A standard European or American consumer nowadays knows about global connections in the energy sector. He sees clearly that for daily transportation or heating he consumes fossil fuels that are mostly stemming from elsewhere of the globe. Via his decision on a product (say natural gas, gasoline, …) from a specific providing country (say Russian Federation, Venezuela, United Kingdom, …) he is directly involved in the economy of another nation, depleting resources there and leaving his local sources untapped.

But what about his knowledge on global water teleconnections? How is a consumer in one country involved in the water balance of another country? Does daily food consumption in Europe have an impact on the water balance of the Aral Sea in Central Asia or the Dead Sea in the Middle East which are currently running dry? How much of the water needed for food production is used for highly productive irrigated agriculture? Is it more efficient from a global, regional or national perspective for the water balance to deplete local water resources under irrigated conditions or to buy food elsewhere where it was produced under rainfed conditions?

Up to now estimations on the global transfer of water that is indirectly contained in food mostly have been based on global mean consumptive estimates, such as 1 cubic metre of water for 1 kilogram of wheat, and often do not distinguish between sources of water (irrigation or rain). Even when this separation was made, it was done with mean national input data only, but not with spatially explicit data.

Objectives

It is our intention to draw a spatially detailed picture of agricultural crop-specific water consumption representative for the period 1998-2002 at a spatial resolution of 5 arc-minutes by 5 arc-minutes, with a distinction of irrigated and non-irrigated areas. We will include trade statistics to deliver the world-wide fluxes of respective blue (provided by irrigation) and green (provided by precipitation) virtual water content. Via model inter-comparison we will validate the results. New indices of water scarcity that consider virtual water flows are developed.

Achievements

A new global data set of monthly crop-specific growing areas of 26 distinct irrigated and rainfed crops at a spatial resolution of 5 arc-minutes by 5 arc-minutes for the period 1998-2002 was generated. The data set itself and comprehensive documentation related to data sources, methodology and results is available at the MIRCA2000 web-page.

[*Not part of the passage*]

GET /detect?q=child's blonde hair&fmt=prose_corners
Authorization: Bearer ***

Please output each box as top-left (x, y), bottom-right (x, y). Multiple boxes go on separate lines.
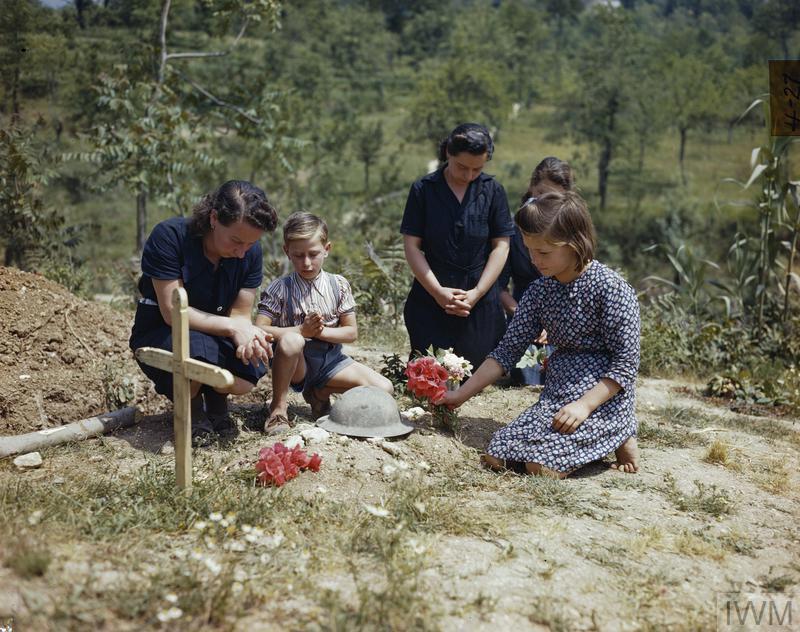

The new Global Crop Water Model (GCWM) has been developed to simulate potential and actual evapotranspiration on a 5 arc-minute by 5 arc-minute resolution, separately for irrigated and non-irrigated conditions. Through the combination with respective information on production per crop this results in spatially explicit blue and green virtual water contents. The model and the results of its application are presented on the GCWM web-page.

Coming soon

Global fluxes of blue and green virtual water will be computed by combining virtual water contents of the specific crops with global bi-national trade data.

We will compare our results systematically to results of a new version of the Lund-Potsdam-Jena (LPJ) Dynamic Global Vegetation Model developed at the Potsdam-Institute for Climate Impact Research (PIK).